Research Overview
My research uses gravitational lensing to map dark matter across a broad range of scales, from galaxy cluster cores to the surrounding cosmic web. I develop lensing mass reconstruction algorithms and apply them to deep and wide-field imaging. I use galaxy distributions, intracluster light, X-ray, and radio observations to interpret the resulting mass maps. These analyses probe cluster mass structure, merger geometry, and the connection between cluster cores and their larger scale environments.
- Merging clusters and dark matter I use JWST strong and weak lensing observations and HST, X-ray, radio, and intracluster light data to reconstruct mass structure and study merger geometry in systems such as the Bullet Cluster and Abell 2744.
- Cluster outskirts and filamentary structure I use weak lensing over wide fields to detect and characterize intracluster filaments and to connect cluster mass structure with the surrounding large scale structure. I also develop deep learning tools for mass mapping in future surveys.
- Mass reconstruction methods I develop MARS and MrMARTIAN, which provide free form and hybrid approaches to cluster lensing mass reconstruction. They use maximum entropy regularization, automatic differentiation, and modern optimization techniques to explore large parameter spaces.
Featured Publications
A High-Caliber View of the Bullet Cluster Through JWST Strong and Weak Lensing Analyses
The clear offset between the gravitational lensing mass distribution and the X-ray emitting hot gas in the Bullet Cluster provided direct empirical evidence for the existence of dark matter. Using JWST strong and weak lensing observations, we reconstructed a detailed map of its projected mass distribution and examined the mass structure and merger geometry of the system. Our analysis also revealed a strong morphological similarity between the intracluster light and the lensing mass distribution.

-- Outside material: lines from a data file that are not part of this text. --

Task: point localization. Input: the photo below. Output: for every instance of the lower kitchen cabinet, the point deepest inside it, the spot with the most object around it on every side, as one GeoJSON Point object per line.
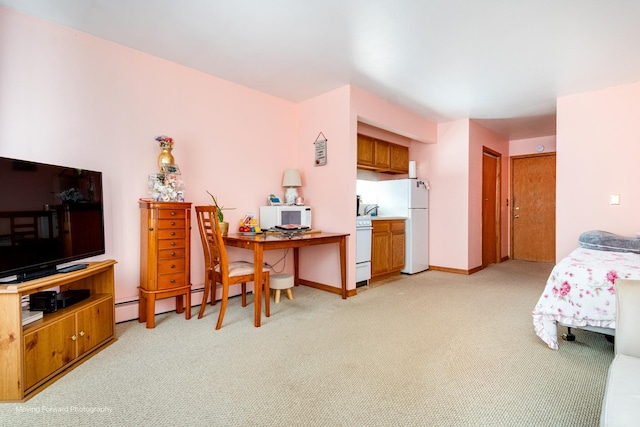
{"type": "Point", "coordinates": [387, 248]}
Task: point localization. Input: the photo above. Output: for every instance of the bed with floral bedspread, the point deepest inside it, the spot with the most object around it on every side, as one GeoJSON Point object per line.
{"type": "Point", "coordinates": [580, 291]}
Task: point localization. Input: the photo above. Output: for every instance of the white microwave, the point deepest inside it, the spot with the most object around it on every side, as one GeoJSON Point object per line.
{"type": "Point", "coordinates": [270, 216]}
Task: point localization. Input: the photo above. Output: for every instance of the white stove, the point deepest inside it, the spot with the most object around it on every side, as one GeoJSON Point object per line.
{"type": "Point", "coordinates": [364, 229]}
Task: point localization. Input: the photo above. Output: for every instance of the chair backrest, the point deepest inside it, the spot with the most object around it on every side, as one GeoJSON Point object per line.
{"type": "Point", "coordinates": [212, 243]}
{"type": "Point", "coordinates": [627, 317]}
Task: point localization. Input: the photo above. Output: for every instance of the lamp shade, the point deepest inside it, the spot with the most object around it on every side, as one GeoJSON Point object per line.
{"type": "Point", "coordinates": [291, 178]}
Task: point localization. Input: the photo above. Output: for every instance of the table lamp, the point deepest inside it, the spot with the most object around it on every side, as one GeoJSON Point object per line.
{"type": "Point", "coordinates": [291, 180]}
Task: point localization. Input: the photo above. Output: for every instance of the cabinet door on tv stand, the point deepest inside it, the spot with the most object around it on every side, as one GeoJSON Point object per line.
{"type": "Point", "coordinates": [48, 349]}
{"type": "Point", "coordinates": [95, 325]}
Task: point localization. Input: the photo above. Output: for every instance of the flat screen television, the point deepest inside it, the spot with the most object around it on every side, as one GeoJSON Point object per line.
{"type": "Point", "coordinates": [49, 215]}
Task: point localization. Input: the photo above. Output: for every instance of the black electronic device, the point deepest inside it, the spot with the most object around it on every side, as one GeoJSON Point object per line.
{"type": "Point", "coordinates": [68, 298]}
{"type": "Point", "coordinates": [53, 215]}
{"type": "Point", "coordinates": [43, 301]}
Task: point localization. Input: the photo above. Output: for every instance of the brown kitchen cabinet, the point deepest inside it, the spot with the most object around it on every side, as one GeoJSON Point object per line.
{"type": "Point", "coordinates": [399, 158]}
{"type": "Point", "coordinates": [37, 354]}
{"type": "Point", "coordinates": [387, 248]}
{"type": "Point", "coordinates": [165, 260]}
{"type": "Point", "coordinates": [382, 156]}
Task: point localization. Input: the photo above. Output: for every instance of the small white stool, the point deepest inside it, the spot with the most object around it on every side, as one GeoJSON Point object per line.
{"type": "Point", "coordinates": [279, 282]}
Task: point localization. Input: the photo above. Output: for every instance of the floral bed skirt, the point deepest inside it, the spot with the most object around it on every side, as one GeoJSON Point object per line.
{"type": "Point", "coordinates": [580, 291]}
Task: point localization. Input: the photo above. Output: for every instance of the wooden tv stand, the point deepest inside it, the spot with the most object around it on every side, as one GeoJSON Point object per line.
{"type": "Point", "coordinates": [34, 356]}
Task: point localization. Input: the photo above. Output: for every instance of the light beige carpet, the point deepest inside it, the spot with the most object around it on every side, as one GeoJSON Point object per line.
{"type": "Point", "coordinates": [432, 349]}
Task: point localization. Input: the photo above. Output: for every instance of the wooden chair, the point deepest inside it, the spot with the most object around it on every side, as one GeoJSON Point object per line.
{"type": "Point", "coordinates": [218, 269]}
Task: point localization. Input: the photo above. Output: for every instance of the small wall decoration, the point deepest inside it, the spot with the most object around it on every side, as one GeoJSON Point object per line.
{"type": "Point", "coordinates": [321, 150]}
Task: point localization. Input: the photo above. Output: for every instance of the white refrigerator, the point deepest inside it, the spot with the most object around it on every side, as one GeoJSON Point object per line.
{"type": "Point", "coordinates": [409, 198]}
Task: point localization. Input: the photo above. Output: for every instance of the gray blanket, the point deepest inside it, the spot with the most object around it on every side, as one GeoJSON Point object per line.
{"type": "Point", "coordinates": [605, 241]}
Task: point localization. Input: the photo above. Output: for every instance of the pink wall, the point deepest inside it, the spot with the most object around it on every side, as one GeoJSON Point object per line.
{"type": "Point", "coordinates": [448, 172]}
{"type": "Point", "coordinates": [73, 99]}
{"type": "Point", "coordinates": [328, 189]}
{"type": "Point", "coordinates": [480, 137]}
{"type": "Point", "coordinates": [597, 155]}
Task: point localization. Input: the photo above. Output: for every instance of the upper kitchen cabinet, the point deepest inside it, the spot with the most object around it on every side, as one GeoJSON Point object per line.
{"type": "Point", "coordinates": [382, 156]}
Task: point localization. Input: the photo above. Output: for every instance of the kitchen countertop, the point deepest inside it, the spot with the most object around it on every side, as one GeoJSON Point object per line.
{"type": "Point", "coordinates": [375, 218]}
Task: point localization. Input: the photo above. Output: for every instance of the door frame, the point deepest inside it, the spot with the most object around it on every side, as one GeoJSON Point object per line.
{"type": "Point", "coordinates": [498, 194]}
{"type": "Point", "coordinates": [512, 159]}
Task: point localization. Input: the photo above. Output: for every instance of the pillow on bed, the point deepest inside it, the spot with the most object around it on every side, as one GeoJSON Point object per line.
{"type": "Point", "coordinates": [604, 241]}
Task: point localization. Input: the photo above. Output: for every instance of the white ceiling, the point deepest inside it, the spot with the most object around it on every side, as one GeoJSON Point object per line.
{"type": "Point", "coordinates": [503, 62]}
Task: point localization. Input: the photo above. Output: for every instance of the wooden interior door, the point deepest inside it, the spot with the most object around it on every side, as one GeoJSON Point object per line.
{"type": "Point", "coordinates": [533, 208]}
{"type": "Point", "coordinates": [490, 207]}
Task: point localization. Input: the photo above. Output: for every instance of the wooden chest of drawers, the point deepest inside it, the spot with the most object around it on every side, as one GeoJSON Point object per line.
{"type": "Point", "coordinates": [165, 259]}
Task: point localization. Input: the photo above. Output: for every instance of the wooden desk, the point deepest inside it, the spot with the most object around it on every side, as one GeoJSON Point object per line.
{"type": "Point", "coordinates": [266, 242]}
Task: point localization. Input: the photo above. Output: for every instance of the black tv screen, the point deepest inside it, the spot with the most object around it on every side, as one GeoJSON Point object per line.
{"type": "Point", "coordinates": [49, 215]}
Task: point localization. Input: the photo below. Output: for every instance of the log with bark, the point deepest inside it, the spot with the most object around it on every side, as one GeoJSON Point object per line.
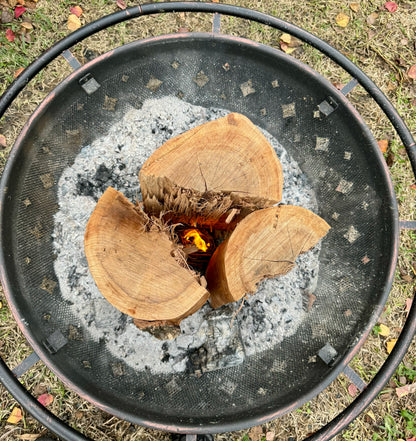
{"type": "Point", "coordinates": [214, 174]}
{"type": "Point", "coordinates": [222, 176]}
{"type": "Point", "coordinates": [263, 245]}
{"type": "Point", "coordinates": [134, 264]}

Precision MARS Mass Reconstruction of A2744: Synergizing the Largest Strong-lensing and Densest Weak-lensing Data Sets from JWST
Abell 2744, also known as Pandora’s Cluster, is a complex merging system containing multiple mass components. Using deep JWST strong and weak lensing observations, we reconstructed a high-resolution map of its projected mass distribution. The map reveals two mass bridges connecting the main mass clumps. With the orientation of observed radio relics, we propose the merger axes of Abell 2744. In a subsequent study (link), we found that the directions of intracluster filament candidates around Abell 2744 are broadly consistent with these merger axes.